Research shows that just one in three U.S. adults completes any type of advance directive for end-of-life care. However, stories of severely ill individuals in hospitals without their loved ones by their side during the COVID-19 pandemic thrust the need for the digitization of advance care planning into the spotlight and inspired many people, young and old, to have end-of-life conversations in 2020. Creating a digital advance care plan not only ensures that individual’s care preferences are always accessible within the EHR, but that they are also being honored, especially in cases where patients are too ill to speak for themselves.

Aggressive, Life-Saving Treatment

While we know that most people would prefer to have a say in how they live their final days and what interventions and comfort measures are most important, many people just do not. Many are still dying on ventilators or receiving aggressive life-saving treatment instead of receiving the palliative or hospice care they may desire. In many of these cases, extreme measures are taken simply because conversations have not been had or providers did not have advance care planning documents easily accessible at the point of care. During this pandemic when clinical resources, and ICU resources more specifically, are being stretched to the limit, the importance of having these conversations and information captured and available is increasingly critical.

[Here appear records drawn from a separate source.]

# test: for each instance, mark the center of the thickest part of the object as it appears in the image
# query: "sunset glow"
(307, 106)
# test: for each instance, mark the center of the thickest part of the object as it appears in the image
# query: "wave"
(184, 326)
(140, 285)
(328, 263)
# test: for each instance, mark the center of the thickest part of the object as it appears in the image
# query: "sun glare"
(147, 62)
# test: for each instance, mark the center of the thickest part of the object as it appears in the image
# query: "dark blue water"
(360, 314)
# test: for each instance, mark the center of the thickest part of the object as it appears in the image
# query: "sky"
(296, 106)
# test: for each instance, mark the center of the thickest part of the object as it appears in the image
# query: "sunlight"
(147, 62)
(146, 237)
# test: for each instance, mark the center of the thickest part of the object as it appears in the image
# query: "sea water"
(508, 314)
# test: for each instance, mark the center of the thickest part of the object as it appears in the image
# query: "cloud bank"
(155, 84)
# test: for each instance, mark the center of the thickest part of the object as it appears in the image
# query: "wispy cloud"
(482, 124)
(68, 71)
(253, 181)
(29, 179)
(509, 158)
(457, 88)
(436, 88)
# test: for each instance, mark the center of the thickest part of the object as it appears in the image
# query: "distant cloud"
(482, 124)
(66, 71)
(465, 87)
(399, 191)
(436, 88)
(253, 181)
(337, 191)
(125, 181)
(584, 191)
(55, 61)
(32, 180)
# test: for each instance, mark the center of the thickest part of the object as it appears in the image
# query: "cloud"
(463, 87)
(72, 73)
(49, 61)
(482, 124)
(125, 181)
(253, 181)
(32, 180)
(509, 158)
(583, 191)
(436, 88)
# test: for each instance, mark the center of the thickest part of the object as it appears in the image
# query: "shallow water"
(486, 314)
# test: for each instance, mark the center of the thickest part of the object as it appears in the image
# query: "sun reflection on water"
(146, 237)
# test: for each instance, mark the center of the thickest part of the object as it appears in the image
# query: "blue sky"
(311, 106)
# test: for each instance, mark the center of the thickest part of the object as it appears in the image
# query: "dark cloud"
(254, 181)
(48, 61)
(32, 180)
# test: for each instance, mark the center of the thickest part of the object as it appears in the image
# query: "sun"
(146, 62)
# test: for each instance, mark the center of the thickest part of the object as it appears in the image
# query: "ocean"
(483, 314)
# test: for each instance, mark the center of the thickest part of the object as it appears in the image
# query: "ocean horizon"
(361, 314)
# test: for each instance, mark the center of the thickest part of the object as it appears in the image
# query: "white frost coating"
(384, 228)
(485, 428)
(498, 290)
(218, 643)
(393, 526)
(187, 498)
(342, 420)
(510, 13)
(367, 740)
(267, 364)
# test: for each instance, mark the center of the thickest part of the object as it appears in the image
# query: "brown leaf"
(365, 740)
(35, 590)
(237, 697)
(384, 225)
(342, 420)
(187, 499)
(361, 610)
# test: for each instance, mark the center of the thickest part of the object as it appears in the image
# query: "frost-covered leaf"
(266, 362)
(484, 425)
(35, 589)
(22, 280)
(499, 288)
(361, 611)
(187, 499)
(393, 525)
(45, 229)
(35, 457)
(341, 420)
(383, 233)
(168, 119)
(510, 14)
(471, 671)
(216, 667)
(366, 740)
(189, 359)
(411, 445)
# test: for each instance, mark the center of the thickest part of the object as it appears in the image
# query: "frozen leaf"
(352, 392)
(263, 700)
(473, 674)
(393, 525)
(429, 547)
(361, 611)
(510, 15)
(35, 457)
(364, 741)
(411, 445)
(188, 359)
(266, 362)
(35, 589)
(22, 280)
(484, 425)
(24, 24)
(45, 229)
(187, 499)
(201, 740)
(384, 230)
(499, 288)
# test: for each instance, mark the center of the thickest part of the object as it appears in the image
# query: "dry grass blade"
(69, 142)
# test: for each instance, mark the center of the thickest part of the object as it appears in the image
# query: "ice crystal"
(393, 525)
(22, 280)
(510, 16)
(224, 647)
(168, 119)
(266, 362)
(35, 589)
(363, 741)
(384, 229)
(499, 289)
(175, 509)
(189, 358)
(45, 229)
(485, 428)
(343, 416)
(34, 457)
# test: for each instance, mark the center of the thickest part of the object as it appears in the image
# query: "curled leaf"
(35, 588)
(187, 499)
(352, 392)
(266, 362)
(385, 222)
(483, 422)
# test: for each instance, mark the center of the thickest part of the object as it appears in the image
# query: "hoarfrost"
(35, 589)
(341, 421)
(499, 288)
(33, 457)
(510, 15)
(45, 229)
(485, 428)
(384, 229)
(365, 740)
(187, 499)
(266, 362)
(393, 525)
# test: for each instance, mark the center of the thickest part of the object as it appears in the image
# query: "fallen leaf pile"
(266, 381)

At Vynca, we are proud of the role that we continue to play in ensuring that individuals’ end-of-life experiences are dignified and consistently in line with care preferences and goals at all times, leaving zero room for error. Our solutions better prepare healthcare providers to guide high-quality conversations, empowering patients to make their voices heard and resulting in care that truly reflects patient wishes.

A Lookback on 2020

In partnership with a variety of healthcare organizations, the number of people leveraging our advance care planning solutions to ensure their care preferences are easily and consistently accessible when and where they are needed has grown exponentially in 2020. Last year, Vynca generated 1.16 million advance care planning documents, representing a 64 percent increase in document completion over the past 12 months. To support this growth, Janet Cutcliff joined the organization as chief operating officer, Andrew Cylkowski was hired as chief growth officer.

To-date, 872,000 unique individuals in all 50 states have advance care planning documents in the Vynca solution. We are honored that so many individuals trust us to support them during the complex and crucial advance care planning process. Now, more people will be able to see the benefits of digitizing a previously paper-based process to help care teams avoid medical errors, adverse events, unwanted health care utilization and poor patient, caregiver and clinician experience.

Vynca also helped support a growing number of healthcare organizations in value-based care contract arrangements, enabling them to provide better overall care for patients while lowering the exorbitant cost associated with end-of-life care. Implementations of our solution spanned a variety of valued healthcare organizations nationwide, including Intermountain Healthcare,  Ochsner Health, and Spectrum Health.

Looking Ahead

We look to build on the momentum advance care planning has experienced in 2020. While the vaccine should bring some relief to the healthcare system and how we live our daily lives, it is safe to say that advance care planning will continue to be top-of-mind for many in the years to come.

I was also reassured of this last night when I was reading the Monday Morning Update on HIStalk. The new poll asks: Which advance directive documents could your family or friends quickly find if you became medically unresponsive? This is an important question we should all be asking ourselves.

We should also be asking, can clinicians quickly find my plan to make appropriate treatment decisions? It’s also important that health IT teams are asking, as well as the clinicians making these treatment decisions. As the default in healthcare is to perform life-saving treatments unless otherwise stated, it’s important to have these end-of-life wishes available so they can be honored.